Wednesday, October 27, 2010

RT @Thetis Sammons: "To save our U.S. and global economy we must invest more in the tradables sector. Fresh perishable food is not considered tradables and it relies on strong local infrastructure to prosper. But process, extract, preserve and package and voila!!! you have a tradables commodity... people can swap and gamble on. See where this is headed." http://bit.ly/d1yrDQ

Analyses have revealed that between 25% and 60% of the final price of food stocks are transportation costs.
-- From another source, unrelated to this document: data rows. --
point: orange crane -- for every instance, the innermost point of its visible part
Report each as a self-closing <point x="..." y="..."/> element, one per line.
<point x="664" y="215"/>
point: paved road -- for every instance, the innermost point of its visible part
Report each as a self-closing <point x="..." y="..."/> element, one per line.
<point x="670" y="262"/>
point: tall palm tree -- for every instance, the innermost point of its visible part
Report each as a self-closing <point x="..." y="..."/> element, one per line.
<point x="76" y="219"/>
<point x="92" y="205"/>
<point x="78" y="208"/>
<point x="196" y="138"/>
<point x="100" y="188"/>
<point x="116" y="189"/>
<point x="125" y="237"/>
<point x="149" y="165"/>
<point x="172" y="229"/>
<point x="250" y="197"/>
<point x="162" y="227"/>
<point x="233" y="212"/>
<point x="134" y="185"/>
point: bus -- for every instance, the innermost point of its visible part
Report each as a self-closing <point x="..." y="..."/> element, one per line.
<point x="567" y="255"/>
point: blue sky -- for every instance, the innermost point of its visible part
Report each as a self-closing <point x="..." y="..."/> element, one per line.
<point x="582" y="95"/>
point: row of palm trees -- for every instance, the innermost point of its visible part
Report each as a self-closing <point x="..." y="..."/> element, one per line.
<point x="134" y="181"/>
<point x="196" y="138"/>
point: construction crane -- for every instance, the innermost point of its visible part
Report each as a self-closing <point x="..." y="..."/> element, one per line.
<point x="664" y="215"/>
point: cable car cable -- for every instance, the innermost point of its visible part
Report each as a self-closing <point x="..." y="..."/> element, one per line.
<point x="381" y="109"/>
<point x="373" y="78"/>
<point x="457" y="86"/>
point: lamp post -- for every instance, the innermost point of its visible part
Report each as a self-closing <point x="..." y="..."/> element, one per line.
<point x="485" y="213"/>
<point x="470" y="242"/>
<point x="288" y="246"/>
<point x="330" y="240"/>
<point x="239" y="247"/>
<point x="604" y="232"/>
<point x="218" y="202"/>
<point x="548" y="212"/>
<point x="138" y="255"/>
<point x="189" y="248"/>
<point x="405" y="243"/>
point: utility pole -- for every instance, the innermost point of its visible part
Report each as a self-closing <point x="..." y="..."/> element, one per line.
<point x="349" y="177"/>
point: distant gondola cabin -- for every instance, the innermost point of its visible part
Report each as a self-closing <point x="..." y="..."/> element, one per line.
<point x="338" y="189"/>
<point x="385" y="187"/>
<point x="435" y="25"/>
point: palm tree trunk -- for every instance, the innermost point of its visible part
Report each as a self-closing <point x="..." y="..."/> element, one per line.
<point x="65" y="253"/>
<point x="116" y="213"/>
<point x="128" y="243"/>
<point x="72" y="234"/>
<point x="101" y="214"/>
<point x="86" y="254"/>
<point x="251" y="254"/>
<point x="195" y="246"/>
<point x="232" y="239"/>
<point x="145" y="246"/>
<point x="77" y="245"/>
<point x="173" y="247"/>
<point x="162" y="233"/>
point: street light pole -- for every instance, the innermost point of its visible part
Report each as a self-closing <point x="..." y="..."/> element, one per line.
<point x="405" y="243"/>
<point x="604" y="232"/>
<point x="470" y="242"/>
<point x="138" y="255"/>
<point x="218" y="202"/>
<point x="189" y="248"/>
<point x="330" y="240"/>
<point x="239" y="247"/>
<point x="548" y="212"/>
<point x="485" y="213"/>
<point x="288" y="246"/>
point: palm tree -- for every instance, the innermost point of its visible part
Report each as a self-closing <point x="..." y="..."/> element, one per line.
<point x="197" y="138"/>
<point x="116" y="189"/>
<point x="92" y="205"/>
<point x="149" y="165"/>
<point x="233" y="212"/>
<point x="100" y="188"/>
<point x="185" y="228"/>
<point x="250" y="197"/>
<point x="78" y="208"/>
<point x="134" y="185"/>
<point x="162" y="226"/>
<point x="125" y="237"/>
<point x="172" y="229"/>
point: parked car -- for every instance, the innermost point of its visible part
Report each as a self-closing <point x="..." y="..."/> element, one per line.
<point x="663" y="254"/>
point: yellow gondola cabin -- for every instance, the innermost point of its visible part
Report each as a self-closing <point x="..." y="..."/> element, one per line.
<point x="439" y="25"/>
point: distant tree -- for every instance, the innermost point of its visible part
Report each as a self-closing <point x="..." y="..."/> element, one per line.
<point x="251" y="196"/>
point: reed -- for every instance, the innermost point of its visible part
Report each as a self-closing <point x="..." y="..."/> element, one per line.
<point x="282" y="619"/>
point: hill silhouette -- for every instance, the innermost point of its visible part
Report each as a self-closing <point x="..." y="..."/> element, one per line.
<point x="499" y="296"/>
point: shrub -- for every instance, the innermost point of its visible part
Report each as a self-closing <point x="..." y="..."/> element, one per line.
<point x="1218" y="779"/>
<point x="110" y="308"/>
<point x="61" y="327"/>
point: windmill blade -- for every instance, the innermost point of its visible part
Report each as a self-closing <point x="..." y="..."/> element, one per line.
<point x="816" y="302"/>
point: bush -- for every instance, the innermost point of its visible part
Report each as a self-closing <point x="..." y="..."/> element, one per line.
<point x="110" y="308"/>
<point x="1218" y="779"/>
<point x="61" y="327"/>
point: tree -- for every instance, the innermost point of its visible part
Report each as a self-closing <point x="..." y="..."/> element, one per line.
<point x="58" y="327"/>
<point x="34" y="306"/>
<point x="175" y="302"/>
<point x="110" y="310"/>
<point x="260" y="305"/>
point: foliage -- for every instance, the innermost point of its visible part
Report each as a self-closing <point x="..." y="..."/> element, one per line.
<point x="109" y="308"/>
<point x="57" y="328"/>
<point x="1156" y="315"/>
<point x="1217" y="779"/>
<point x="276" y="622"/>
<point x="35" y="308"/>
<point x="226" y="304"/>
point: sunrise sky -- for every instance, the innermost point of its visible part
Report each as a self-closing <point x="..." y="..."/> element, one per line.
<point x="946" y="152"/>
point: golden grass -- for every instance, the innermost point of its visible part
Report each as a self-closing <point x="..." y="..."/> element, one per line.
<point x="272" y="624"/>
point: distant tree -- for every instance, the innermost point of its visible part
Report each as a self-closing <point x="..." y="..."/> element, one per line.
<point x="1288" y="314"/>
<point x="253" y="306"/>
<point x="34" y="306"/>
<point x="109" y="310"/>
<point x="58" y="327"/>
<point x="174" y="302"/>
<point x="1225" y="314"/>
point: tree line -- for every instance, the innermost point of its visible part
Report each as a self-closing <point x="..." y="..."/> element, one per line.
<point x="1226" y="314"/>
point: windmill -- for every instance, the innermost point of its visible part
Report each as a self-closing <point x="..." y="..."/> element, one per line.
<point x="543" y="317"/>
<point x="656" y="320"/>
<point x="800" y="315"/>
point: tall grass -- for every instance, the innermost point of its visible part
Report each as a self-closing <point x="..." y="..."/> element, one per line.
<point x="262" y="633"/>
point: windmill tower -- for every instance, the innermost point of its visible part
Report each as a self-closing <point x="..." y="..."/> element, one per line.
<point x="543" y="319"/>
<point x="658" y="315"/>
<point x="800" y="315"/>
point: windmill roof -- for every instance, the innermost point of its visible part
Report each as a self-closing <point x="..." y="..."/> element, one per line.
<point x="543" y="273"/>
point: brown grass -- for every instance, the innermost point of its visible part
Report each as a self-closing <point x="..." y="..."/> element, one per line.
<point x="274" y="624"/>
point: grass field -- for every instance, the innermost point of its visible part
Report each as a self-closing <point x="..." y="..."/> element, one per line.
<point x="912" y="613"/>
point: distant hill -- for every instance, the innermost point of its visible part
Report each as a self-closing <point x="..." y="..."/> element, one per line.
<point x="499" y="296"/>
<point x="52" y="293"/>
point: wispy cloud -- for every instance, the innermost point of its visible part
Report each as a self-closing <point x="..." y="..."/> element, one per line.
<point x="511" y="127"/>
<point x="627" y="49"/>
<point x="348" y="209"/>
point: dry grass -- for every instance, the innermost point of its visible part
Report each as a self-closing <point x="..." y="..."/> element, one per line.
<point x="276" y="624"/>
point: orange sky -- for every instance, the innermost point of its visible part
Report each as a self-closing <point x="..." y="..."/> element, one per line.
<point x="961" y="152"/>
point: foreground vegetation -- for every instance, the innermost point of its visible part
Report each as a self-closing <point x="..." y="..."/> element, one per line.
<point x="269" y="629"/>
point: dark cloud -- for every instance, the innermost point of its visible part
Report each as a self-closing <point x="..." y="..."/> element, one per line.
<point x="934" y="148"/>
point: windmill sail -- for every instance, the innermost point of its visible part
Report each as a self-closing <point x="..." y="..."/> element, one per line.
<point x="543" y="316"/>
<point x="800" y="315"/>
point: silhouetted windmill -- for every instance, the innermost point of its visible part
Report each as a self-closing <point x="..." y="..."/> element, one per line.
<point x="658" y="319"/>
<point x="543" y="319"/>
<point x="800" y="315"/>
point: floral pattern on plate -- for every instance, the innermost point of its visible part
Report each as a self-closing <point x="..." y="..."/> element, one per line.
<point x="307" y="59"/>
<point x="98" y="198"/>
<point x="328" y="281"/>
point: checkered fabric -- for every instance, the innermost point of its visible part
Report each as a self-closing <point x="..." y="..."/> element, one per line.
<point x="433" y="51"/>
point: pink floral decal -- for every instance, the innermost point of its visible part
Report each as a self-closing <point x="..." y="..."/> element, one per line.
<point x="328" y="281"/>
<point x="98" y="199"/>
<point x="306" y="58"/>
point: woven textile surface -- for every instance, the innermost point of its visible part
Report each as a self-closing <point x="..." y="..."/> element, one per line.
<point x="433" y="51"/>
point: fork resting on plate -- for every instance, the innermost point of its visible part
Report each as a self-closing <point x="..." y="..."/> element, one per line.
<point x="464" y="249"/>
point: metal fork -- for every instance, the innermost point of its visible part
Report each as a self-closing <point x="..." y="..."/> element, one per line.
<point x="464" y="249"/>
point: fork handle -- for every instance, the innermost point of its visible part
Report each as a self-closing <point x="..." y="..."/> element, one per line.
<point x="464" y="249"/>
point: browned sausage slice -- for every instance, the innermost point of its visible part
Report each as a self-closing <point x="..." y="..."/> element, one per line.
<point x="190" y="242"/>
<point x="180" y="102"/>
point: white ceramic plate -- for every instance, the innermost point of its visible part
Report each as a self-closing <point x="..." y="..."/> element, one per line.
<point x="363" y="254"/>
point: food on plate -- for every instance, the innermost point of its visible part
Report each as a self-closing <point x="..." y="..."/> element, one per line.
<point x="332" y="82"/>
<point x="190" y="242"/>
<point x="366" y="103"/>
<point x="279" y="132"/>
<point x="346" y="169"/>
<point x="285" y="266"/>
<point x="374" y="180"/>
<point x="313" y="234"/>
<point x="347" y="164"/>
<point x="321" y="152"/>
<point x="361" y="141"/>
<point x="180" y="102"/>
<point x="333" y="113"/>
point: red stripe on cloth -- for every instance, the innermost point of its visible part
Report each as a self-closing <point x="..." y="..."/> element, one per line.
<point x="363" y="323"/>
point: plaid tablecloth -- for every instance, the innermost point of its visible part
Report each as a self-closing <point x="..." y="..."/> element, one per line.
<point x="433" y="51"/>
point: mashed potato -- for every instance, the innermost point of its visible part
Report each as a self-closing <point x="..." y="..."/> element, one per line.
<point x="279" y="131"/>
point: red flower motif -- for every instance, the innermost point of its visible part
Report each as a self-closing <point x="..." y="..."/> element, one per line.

For decades the government has only invested in the non-tradable sector concentrated in cities, while the rural sector was only inv...ested in to be export oriented with large scale factory farms growing commodities to be processed and traded upon by Wall Street and the world trading houses.
The expansion of municipal infrastructure in now empty convention centers and unused baseball parks to the exclusion of rural development has left us with a crippled sub performing local economy, with food deserts, continual waste and loss of valuable resources and effort due to dilapidated infrastructure and lack of government and community support.
Small farms and local businesses rely on government spending and locally provided infrastructure and services to make up for the lack of overall investment in their businesses over the last 40 years by the economy at large.
To say we need to again repeat the mistakes that brought us to our knees and shrink government spending at the local level, and rewrite the same old policies to yet again reinvest in the tradables sector is serving the mistakes of the past baked in a pie.
Human beings are designed to eat fresh, naturally grown "perishable" food that is full of live enzymes, vitamins, minerals, saponins, flavonoids, plant esters that can't be made in a lab, and a host of other elements, and believe it or not, coated in healthy residual soil fungi and bacteria.
Chemically adulterating and exponentially changing the world food supply so it can be made into non-perishable, tradeable commodities to create artificial, non-sustainable economies has lead to poorer health, declining mental and moral capacity of the human race, and social, cultural and ethno bankruptcy.